Por supuesto, los viveros autonómicos de ciudadanía activa no se agotan con las vocaciones políticas más destacadas. Durante los últimos cuarenta años, numerosas comunidades autónomas han introducido y desarrollado políticas públicas de gran valía, a las que han dedicado su vida profesional muchos políticos y funcionarios. Ocurre que el inventario de esas políticas que funcionan está por hacer. La información correspondiente es difícil de obtener, a pesar de los meritorios esfuerzos de las entidades y de las publicaciones que se dedican a la evaluación de las distintas políticas públicas. Así, al albur de los azares de la vida profesional y de las aficiones, se puede ir uno enterando, por ejemplo, de lo exitoso de la política musical de cierta comunidad autónoma, de la calidad de la gestión urbanística de otra, o de los buenos resultados de la protección del patrimonio histórico en una tercera.

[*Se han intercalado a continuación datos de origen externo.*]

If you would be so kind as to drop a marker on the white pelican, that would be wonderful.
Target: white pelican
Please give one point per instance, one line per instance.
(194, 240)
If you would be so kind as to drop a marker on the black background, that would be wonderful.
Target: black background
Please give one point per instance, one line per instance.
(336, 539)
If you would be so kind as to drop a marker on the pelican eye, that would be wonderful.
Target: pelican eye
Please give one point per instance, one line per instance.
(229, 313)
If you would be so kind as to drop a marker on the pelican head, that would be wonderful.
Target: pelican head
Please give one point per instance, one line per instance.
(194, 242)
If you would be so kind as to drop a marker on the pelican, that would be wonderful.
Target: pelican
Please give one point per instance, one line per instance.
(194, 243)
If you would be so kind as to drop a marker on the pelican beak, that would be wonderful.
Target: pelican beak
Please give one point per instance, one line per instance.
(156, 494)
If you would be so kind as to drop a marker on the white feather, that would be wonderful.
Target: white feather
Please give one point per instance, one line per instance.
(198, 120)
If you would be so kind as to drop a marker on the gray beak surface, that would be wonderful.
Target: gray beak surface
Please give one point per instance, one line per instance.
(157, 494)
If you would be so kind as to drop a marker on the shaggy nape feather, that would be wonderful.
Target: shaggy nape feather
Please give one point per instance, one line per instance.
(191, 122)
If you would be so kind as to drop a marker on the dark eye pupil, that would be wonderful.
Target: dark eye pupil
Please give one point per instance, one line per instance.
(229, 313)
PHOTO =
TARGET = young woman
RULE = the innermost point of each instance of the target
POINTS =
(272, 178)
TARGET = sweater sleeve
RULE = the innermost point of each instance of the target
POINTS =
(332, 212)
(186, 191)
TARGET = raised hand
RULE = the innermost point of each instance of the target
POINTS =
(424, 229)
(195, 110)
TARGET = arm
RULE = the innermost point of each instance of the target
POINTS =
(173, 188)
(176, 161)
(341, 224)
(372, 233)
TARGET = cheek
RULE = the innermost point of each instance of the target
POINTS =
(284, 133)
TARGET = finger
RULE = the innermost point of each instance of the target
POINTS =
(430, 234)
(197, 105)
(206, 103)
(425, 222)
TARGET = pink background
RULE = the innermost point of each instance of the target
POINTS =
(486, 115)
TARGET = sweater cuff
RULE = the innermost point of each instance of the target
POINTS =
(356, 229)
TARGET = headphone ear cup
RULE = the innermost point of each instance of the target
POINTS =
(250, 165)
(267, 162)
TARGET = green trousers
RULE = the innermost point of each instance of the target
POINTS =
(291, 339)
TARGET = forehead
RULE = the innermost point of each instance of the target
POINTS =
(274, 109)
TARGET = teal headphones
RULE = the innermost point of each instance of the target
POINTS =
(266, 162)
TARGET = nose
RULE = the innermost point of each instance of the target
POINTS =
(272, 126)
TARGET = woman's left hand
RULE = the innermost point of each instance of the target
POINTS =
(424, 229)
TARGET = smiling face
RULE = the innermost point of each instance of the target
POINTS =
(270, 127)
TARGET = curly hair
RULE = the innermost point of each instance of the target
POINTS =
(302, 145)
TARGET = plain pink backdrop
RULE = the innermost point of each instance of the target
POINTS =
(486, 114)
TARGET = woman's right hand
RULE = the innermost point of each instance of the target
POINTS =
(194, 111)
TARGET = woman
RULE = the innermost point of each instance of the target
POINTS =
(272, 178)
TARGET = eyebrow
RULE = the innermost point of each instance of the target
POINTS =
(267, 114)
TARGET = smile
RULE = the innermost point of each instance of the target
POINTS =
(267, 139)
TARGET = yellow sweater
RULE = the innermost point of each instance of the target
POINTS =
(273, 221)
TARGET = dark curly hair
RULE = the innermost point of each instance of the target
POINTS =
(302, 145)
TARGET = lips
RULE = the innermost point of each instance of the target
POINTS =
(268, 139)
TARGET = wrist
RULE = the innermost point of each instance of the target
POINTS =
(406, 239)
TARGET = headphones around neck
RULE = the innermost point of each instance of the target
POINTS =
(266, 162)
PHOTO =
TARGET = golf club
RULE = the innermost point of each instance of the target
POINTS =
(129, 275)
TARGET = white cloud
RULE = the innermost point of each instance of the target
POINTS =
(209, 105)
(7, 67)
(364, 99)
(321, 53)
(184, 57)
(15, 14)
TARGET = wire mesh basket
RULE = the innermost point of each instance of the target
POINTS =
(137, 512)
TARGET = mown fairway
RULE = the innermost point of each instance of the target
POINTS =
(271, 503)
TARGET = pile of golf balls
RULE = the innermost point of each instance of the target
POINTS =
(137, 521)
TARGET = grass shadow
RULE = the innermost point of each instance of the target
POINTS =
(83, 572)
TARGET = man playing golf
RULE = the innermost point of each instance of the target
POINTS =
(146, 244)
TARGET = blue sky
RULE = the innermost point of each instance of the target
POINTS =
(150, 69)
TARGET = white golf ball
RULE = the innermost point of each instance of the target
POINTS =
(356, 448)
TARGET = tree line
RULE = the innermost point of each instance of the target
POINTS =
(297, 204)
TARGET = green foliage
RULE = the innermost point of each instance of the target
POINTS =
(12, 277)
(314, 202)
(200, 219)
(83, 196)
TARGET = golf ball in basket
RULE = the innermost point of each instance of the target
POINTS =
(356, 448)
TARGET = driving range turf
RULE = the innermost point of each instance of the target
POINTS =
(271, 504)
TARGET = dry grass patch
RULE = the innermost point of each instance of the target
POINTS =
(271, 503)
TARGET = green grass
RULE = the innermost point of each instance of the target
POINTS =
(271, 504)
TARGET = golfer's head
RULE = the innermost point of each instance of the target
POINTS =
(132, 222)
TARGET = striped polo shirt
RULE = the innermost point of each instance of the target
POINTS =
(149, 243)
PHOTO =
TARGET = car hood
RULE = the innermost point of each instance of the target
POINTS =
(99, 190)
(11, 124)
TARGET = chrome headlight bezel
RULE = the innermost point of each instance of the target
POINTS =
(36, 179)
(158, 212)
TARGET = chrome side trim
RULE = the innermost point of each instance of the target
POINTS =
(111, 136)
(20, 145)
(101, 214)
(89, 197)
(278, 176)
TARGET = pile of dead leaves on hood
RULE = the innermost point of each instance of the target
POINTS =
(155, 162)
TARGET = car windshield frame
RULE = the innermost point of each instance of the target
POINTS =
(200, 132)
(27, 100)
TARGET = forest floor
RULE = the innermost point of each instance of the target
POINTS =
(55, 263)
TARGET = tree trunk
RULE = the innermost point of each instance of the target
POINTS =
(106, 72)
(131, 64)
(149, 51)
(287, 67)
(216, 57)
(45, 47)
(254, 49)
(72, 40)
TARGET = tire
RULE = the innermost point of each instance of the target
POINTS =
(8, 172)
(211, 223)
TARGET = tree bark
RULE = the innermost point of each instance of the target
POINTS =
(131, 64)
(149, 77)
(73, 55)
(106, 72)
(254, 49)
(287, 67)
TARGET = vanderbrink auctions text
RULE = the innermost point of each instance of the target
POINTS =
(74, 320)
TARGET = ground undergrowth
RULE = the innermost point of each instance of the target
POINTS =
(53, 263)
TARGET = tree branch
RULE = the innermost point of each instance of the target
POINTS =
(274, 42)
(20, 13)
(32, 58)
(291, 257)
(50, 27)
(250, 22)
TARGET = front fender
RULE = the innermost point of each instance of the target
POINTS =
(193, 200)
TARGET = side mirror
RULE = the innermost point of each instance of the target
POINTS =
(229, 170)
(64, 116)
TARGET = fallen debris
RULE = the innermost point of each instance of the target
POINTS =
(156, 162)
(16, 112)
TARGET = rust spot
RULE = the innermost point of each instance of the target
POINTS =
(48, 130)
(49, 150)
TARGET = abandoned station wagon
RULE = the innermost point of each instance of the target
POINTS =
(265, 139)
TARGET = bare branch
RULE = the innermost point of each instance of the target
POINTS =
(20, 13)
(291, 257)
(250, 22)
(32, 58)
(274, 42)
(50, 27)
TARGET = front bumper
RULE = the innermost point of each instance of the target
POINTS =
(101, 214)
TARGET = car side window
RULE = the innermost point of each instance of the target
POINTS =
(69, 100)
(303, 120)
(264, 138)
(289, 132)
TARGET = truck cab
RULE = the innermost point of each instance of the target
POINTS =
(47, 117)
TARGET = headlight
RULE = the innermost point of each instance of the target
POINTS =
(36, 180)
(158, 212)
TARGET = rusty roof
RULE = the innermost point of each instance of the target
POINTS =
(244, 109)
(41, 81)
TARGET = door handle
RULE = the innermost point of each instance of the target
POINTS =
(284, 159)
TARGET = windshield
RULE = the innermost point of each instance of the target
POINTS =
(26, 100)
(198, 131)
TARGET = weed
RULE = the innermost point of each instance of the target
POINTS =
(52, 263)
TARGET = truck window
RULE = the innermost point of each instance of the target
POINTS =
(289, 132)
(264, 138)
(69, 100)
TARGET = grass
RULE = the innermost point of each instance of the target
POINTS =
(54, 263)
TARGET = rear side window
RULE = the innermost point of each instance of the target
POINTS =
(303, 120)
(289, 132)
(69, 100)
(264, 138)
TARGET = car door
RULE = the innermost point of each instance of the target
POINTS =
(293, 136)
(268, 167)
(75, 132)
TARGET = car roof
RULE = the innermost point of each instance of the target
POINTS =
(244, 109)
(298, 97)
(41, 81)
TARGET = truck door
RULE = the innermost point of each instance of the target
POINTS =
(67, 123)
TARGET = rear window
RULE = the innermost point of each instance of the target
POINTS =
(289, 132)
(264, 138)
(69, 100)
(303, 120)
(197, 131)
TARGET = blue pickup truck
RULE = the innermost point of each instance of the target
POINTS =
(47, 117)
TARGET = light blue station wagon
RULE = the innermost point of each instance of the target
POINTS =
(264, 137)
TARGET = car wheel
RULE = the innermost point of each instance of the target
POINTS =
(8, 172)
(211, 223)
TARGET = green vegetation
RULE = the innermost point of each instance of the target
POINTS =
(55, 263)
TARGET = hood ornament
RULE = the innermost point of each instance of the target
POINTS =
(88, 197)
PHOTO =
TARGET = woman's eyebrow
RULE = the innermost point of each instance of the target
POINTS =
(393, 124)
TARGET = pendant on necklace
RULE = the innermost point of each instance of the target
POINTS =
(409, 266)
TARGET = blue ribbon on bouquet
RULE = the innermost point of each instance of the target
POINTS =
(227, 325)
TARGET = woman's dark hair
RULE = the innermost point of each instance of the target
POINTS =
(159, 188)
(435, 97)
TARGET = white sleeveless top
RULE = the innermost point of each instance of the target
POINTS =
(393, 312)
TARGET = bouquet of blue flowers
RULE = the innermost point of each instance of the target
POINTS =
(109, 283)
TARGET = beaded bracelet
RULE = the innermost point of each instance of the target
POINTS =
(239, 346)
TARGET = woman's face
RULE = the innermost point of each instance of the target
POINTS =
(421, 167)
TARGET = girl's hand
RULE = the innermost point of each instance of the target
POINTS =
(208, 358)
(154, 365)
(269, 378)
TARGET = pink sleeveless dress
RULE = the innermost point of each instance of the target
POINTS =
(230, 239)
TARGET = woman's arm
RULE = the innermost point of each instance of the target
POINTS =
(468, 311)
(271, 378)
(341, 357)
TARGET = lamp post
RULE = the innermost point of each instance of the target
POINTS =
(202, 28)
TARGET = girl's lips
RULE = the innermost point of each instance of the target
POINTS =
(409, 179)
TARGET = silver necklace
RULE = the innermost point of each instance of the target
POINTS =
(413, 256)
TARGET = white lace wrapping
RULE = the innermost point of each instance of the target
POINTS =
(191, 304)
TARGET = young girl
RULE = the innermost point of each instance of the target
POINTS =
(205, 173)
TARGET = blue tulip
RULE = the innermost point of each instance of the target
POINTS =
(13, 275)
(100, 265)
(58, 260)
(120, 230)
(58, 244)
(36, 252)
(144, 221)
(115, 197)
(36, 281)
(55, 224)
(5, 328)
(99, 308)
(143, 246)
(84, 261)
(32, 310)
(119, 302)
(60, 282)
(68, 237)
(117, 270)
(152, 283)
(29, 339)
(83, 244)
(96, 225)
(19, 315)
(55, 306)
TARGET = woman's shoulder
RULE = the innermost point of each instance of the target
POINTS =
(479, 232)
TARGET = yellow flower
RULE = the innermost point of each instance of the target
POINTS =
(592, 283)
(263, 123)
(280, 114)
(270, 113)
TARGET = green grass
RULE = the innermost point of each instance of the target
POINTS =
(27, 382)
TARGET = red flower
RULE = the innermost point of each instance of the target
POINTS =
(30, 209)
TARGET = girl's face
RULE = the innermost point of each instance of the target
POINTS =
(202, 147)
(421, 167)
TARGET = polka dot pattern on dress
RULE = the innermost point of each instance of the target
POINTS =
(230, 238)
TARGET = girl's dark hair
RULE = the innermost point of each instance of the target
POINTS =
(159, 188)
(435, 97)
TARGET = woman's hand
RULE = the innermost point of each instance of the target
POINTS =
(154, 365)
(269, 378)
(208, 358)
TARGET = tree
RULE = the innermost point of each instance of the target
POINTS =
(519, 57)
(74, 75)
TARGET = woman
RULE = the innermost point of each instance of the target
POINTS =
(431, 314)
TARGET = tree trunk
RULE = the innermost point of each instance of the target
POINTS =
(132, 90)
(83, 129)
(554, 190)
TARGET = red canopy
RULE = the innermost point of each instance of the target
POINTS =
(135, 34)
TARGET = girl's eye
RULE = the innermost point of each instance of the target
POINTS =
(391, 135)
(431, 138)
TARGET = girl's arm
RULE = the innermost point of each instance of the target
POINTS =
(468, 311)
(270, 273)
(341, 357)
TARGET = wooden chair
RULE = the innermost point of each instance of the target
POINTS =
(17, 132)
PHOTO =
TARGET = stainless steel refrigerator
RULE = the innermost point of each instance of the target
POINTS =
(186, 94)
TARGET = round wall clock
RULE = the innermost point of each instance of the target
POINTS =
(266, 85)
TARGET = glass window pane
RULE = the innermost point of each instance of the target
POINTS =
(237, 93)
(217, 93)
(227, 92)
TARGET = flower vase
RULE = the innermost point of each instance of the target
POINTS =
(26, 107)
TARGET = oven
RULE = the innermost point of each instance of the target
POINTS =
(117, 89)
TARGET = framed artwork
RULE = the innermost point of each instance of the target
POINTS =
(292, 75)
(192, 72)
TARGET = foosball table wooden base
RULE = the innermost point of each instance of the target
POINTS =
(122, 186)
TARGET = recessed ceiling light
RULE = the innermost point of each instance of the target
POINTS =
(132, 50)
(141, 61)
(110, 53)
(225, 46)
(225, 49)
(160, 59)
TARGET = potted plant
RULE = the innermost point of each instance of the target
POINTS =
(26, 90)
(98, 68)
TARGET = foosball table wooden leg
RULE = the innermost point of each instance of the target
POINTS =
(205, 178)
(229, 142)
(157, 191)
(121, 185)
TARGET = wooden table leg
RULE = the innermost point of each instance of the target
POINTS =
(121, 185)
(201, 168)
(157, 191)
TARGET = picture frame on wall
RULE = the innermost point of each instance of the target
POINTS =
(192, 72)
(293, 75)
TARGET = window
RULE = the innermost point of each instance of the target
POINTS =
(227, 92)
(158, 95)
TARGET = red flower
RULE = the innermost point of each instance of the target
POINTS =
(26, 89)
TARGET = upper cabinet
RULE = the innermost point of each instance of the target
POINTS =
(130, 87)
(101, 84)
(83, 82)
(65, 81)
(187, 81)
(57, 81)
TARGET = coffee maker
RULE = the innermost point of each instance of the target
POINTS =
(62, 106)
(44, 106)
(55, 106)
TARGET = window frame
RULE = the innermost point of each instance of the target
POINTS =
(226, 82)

En realidad, si tal información no adquiere mayor relevancia, se debe en gran medida a esa cultura política que durante muchos años ponía el máximo valor en la obtención de transferencias de competencias, que se exhibían como trofeos de caza, y no en su ejercicio. Ni que decir tiene que, desde hace casi diez años y por la fuerza de las cosas, los políticos independentistas de Cataluña no tienen todo el tiempo que deberían para dedicarse a las políticas públicas de que son responsables. Pero eso no era así en la Cataluña anterior a 2012, ni lo es en las demás comunidades autónomas. Confiemos en que el reflujo de la marea independentista coincida con una plena madurez del Estado de las autonomías en toda España, de modo que la energía política se ponga en ofrecer los mejores servicios a los ciudadanos. El modelo, que se basa en el principio de subsidiariedad, es bueno y está ensayado. No hace falta más que gestionarlo con buen sentido y vocación de consenso, como hicieron nuestros gobernantes al suscribir aquellos acuerdos autonómicos en julio de 1981.

Leopoldo Calvo-Sotelo Ibáñez-Martín es jurista.